Jason Statham's masculinity is enhanced by his lack of hair.
"The suggestion that bald men are more virile than their well-thatched contemporaries is probably an old wives' tale, but it must be conceded that old wives are likely to be unusually authoritative in this matter."
So said the esteemed British dermatologist John Burton back in 1979 when the topic was first explored in the medical literature. Burton was notably balding at this time.
Since the time of Hippocrates it has been known that eunuchs do not go bald. This link between masculinity and baldness was confirmed by the anthropologist James Hamilton in the 1940s when he studied the hair patterns of prison inmates in the United States. He was particularly interested in the sex offenders who had been castrated by the authorities as part of their sentence.
Hamilton found that castration before baldness had developed prevented hair loss completely. Castration after baldness had commenced arrested further progression, but did not reverse the hair loss.
Subsequent research demonstrated that the key hormonal driver of male baldness is testosterone. Testosterone is produced in the male testes, circulates in the blood and binds to the androgen receptor in the hair follicles.
Testosterone is the main androgen hormone, and is also responsible for masculinity, virility, libido and possibly aggression. This link has led to the assumption that baldness is a sign of virility.
John Burton was one of the first to investigate this hypothesis in detail. He looked at testosterone production as well as skin and body reactions to testosterone such as beard growth, sebum production (skin oiliness), sweat production, muscle mass and bone size.
In Burton's study of 48 men aged 35 to 64, surrogate markers of "masculinity" such as hair density on the trunk and limbs, serum testosterone levels, sebum secretion rate, sweat secretion rate, skin thickness, muscle thickness and bone thickness showed no relationship to baldness.
But Burton did not assess virility per se; nor has the baldness/virility hypothesis ever been directly tested since.
Until now.
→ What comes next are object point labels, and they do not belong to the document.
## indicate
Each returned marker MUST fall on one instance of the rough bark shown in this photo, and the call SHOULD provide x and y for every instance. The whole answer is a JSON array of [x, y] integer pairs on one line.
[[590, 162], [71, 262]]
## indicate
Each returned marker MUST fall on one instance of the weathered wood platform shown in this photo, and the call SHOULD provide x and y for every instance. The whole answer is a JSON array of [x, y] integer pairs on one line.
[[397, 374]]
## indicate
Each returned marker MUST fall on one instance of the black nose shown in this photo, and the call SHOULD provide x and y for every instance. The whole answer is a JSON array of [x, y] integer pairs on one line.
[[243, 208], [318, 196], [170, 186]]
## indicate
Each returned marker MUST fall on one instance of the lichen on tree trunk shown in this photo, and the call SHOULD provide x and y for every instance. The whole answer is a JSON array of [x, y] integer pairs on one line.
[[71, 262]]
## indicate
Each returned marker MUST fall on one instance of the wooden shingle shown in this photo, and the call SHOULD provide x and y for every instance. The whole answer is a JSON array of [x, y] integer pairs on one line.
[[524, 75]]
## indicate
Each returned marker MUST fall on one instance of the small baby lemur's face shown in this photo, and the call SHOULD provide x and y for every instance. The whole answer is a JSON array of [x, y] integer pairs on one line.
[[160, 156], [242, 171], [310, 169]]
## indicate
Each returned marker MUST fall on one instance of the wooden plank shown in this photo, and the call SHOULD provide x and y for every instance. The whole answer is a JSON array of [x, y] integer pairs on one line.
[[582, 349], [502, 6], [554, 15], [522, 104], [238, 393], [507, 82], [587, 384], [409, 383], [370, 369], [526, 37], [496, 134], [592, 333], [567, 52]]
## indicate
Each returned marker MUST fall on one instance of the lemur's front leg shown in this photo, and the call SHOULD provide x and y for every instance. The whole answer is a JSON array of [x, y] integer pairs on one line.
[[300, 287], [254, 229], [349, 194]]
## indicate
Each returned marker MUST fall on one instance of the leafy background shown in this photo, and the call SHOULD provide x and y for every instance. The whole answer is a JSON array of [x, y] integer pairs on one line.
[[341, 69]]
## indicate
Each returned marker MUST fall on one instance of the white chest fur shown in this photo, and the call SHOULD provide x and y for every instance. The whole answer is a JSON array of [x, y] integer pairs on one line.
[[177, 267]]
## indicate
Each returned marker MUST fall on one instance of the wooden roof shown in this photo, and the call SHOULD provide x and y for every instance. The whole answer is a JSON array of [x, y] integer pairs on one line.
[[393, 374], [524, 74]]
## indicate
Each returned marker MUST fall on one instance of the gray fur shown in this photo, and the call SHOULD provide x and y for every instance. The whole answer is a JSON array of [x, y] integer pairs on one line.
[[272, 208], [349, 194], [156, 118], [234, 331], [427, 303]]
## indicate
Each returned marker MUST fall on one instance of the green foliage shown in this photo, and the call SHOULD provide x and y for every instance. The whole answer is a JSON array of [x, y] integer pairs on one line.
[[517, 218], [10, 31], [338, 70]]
My colleagues and I from the University of Melbourne have now laid this matter to rest by re-examining data from a study originally designed to test risk factors for prostate cancer. The results are published in today's Medical Journal of Australia.
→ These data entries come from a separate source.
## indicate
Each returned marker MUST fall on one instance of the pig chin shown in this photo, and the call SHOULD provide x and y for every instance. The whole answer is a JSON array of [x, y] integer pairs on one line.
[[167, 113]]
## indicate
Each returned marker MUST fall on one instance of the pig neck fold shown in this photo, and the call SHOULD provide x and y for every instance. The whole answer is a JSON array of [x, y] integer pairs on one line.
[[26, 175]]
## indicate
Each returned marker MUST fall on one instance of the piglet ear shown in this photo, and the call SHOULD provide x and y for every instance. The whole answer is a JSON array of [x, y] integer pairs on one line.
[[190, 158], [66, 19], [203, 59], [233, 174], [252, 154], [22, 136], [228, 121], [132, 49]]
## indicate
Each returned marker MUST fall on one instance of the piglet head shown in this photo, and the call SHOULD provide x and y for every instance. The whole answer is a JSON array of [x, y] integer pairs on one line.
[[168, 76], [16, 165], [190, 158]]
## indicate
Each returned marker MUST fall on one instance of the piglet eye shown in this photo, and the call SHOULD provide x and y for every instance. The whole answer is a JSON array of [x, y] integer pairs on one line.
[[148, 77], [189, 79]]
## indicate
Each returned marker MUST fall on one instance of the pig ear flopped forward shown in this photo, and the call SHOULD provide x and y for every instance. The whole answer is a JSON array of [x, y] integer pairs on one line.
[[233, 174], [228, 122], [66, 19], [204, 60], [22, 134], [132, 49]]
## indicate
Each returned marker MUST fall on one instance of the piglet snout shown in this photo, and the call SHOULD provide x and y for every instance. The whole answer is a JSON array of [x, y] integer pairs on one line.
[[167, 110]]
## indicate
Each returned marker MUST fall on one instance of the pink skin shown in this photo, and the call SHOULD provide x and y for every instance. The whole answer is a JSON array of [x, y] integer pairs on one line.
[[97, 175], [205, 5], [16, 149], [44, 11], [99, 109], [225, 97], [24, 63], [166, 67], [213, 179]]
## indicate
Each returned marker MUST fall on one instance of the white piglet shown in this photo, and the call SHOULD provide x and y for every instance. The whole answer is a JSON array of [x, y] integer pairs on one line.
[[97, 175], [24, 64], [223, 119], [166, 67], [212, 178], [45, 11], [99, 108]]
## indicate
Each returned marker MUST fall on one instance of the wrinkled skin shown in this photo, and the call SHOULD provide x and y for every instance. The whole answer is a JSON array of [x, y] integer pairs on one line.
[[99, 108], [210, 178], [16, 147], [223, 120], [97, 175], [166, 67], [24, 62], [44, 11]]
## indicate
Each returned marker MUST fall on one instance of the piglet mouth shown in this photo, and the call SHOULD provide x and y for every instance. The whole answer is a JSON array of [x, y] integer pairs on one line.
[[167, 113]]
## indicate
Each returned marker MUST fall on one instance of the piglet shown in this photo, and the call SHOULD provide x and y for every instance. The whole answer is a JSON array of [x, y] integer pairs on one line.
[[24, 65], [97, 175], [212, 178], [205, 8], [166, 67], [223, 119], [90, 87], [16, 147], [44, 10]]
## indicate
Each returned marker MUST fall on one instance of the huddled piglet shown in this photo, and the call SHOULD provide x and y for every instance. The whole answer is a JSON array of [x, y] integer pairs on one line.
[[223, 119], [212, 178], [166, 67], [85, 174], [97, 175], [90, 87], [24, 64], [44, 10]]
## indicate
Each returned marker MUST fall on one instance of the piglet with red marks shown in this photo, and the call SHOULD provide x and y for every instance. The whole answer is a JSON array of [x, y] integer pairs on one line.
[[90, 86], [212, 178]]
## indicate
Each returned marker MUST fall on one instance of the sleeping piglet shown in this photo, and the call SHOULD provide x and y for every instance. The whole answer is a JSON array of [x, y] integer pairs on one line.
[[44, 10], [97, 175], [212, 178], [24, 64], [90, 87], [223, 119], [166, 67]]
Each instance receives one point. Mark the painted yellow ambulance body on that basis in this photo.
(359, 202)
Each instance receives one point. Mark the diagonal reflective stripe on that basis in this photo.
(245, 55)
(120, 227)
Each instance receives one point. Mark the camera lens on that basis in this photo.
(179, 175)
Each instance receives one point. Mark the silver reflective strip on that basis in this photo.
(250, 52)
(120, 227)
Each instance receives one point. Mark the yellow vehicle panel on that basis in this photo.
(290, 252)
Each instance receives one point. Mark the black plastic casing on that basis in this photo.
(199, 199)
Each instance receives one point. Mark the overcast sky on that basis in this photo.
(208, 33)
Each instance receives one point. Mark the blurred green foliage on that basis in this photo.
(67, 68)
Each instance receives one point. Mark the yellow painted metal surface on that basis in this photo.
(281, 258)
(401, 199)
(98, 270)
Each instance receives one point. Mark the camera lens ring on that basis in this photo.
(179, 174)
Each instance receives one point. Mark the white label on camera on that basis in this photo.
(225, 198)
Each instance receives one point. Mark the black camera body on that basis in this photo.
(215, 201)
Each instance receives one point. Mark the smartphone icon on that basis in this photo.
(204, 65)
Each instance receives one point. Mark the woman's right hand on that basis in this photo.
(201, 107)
The original study authors recruited 2,836 men with prostate cancer from cancer registers and unaffected controls from electoral registers.
All subjects were interviewed in person and were categorised into four patterns of baldness - nil, receding only, vertex (back of the head) only and fully bald - by the interviewer. These balding patterns broadly capture the different types of male pattern hair loss in Australia.
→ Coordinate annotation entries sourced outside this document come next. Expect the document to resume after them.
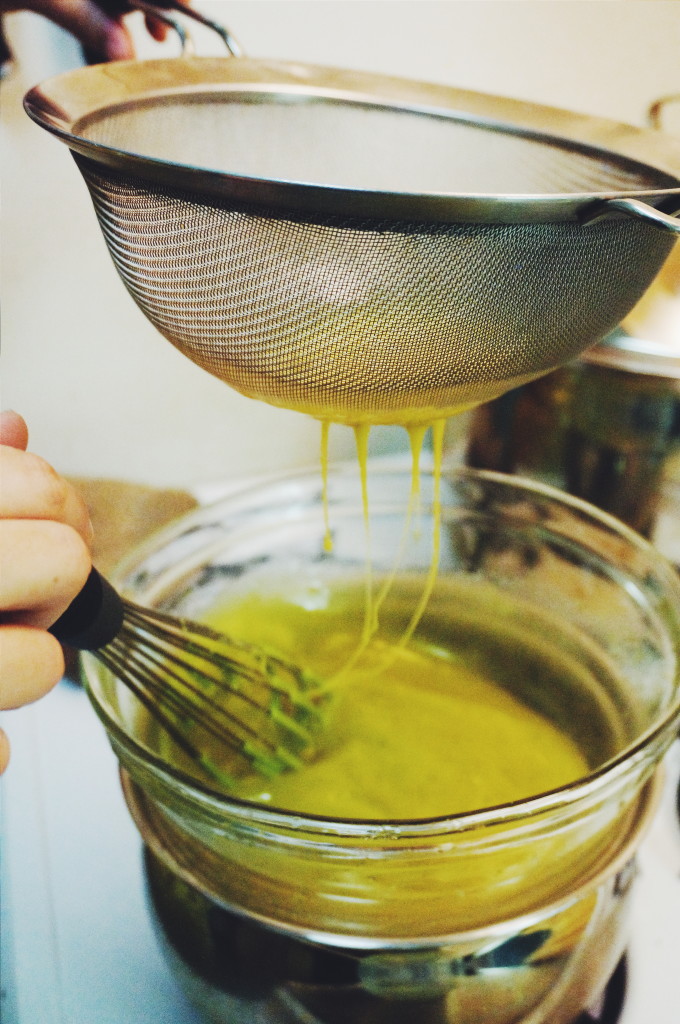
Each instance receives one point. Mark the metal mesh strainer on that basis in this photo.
(357, 247)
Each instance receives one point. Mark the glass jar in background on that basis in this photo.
(605, 428)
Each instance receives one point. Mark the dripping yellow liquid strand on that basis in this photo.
(372, 605)
(434, 708)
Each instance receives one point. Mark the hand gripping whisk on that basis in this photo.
(199, 685)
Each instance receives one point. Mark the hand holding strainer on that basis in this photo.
(358, 247)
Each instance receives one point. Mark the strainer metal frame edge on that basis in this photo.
(65, 103)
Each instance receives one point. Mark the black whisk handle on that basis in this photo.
(93, 619)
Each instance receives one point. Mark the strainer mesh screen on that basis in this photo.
(368, 320)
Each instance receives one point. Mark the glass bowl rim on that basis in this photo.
(593, 786)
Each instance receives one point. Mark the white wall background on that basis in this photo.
(104, 395)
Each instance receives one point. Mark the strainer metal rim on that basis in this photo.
(65, 104)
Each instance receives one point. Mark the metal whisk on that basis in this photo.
(198, 684)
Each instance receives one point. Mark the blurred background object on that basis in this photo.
(606, 427)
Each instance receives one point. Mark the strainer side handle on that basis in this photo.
(632, 208)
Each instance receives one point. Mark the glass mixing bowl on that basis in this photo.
(509, 913)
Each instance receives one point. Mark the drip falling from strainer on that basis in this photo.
(363, 248)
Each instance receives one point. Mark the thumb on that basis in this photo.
(13, 431)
At the end of the interview, the subjects were given privacy to complete a questionnaire that elicited not only their history of ejaculations obtained by any means between the ages of 20 and 49 but also their number of sexual partners.
The authors found no significant association between baldness (either limited to vertex balding at the crown or being fully bald) and the frequency of ejaculations between age 20 and 49 years. But bald men were significantly less likely to have had more than four female sexual partners.
So, the bad news for bald men is that they are to be no more virile than their well-thatched contemporaries; to the contrary, they seem to have fewer lovers.
While testosterone does cause baldness, the difference between bald men and non-bald men is not how much testosterone they produce, but rather it relates to how the testosterone signal is received in the hair follicle.
Researchers are currently investigating the way genetic differences affect the androgen receptor of bald versus non-bald men.